Warming threatens West, study says
A warming planet means a longer forest growing season for the Inland Northwest, but the timber industry won’t likely see much benefit.
The gains in tree growth are being accompanied by increasing drought and much, much bigger wildfires, said Steven Running, a University of Montana scientist and one of the lead authors of a detailed assessment on climate change released Monday.
The 67-page report presents the most close-up picture yet of how changes to the planet are altering the West, Running said, in an interview Tuesday from Missoula.
The report points to profound impacts on everything from tourism to salmon runs to hydropower.
“There’s very little idle speculation. This is really a very sober, conservative assessment of the latest science,” Running said. “Every sentence has been closely scrutinized.”
Earlier this month, the U.N. Intergovernmental Panel on Climate Change released a summary of global warming’s impacts. The panel includes some 2,500 scientists and experts from across the world. Monday’s report was issued by the same group but zeroes in on North America.
Running is one of eight lead authors for the North American chapter of the report. His focus was on ecological impacts of global warming.
To compile the report, Running reviewed an estimated 500 scientific papers. From these, he selected 50 studies that presented the most important evidence of changes under way. The resulting document was then reviewed three times by other scientists. Running joked that the process felt more like a legal cross-examination than science.
Some of the most dramatic impacts from the warming planet are being felt in mountainous regions of the West, Running said. These are the places where only a small bump in temperature can have huge reverberations downstream.
“The spring snowmelt starts two to four weeks earlier,” Running said. “The whole season is pushed forward. That really comes back to bite us by the end of summer when wildfires explode and rivers run dry.”
Below are some highlights from the summary:
Forests: Warmer winters are killing off fewer insect pests, including beetles, leading to increases in tree-killing epidemics. Along with losses from wildfire, the North American timber industry could lose between $1 billion and $2 billion by the end of the century.
Wildfires: The forested area that burned in the West from 1987 to 2003 is nearly seven times greater than the acreage burned during the previous 16 years. Last summer, the Idaho Panhandle saw its most severe fire season in a generation. According to the report: “A warming climate encourages wildfires through a longer summer period that dries fuels, promoting easier ignition and faster spread.”

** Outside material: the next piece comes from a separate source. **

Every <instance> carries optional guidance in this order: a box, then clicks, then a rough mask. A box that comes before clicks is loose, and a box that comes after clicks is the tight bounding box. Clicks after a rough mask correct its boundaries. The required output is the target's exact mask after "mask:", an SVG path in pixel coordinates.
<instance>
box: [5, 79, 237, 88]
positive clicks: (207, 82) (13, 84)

Tourism: Unless snow-making equipment is used, “the ski season in western North America will likely shorten substantially,” according to the report. The snowmobiling industry, worth $27 billion, “is more vulnerable to climate change because it relies on natural snowfall.”
Fish: Salmon and trout, which need clean, cold water, will be among the species hardest hit. Pacific salmon stocks are already in steep decline and are expected to face more problems with less snowmelt flowing into rivers in late summer, according to the report.

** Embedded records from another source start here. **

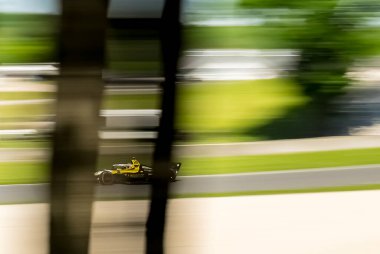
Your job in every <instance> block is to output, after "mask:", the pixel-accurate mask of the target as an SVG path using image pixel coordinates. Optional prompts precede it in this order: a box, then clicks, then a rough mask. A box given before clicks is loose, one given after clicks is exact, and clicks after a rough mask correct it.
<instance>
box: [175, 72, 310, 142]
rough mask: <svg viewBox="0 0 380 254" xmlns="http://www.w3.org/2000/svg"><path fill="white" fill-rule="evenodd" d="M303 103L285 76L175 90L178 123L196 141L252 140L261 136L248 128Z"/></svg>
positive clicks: (284, 113)
mask: <svg viewBox="0 0 380 254" xmlns="http://www.w3.org/2000/svg"><path fill="white" fill-rule="evenodd" d="M306 103H307V98H306V97H305V96H303V95H302V93H301V91H300V89H299V87H298V86H297V85H296V84H294V83H292V82H291V81H289V80H286V79H269V80H254V81H223V82H220V81H218V82H202V83H199V84H190V85H183V86H180V87H179V93H178V111H177V112H178V113H177V115H178V119H177V124H178V128H179V129H181V130H182V131H184V132H186V133H187V132H188V133H191V134H192V135H193V138H194V139H195V140H194V141H195V142H196V141H198V142H204V141H206V142H209V141H212V142H217V141H221V142H225V141H247V140H251V141H252V140H257V139H261V137H258V136H257V137H253V136H251V135H249V134H248V133H247V131H246V130H247V129H254V128H256V127H259V126H262V125H264V124H266V123H269V122H270V121H271V120H273V119H275V118H278V117H281V116H283V115H285V114H286V112H287V110H289V109H291V108H293V107H297V106H302V105H305V104H306ZM279 131H281V130H279ZM197 135H198V136H197ZM198 137H199V138H198Z"/></svg>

Rivers: Stream flows across the Rockies have been declining at a rate of 2 percent per decade over the past 60 years, and this trend is only expected to worsen. Over the same period, increases in rain and declines in snow have been measured at 74 percent of weather stations in Western mountains, according to the report. Peak stream flows are also occurring from one week to a month earlier on average. Managing the already complicated Columbia River system will become tougher with less summer snowmelt, according to the report.
Running said interest has been high in the latest report. He’s currently in the midst of a weeklong, three-state speaking tour. His main hope is that politicians take the report seriously.
“The scientists will have done all we can do for society on this topic,” Running said. “Now it becomes the politicians’ turn.”
Running is so convinced the changes are taking place, he’s planning to invest in another apricot tree for his backyard in Missoula.
He first tried growing an apricot tree when he moved to the city 27 years ago.
“One tough winter took it out,” he said. “We don’t get tough winters anymore.”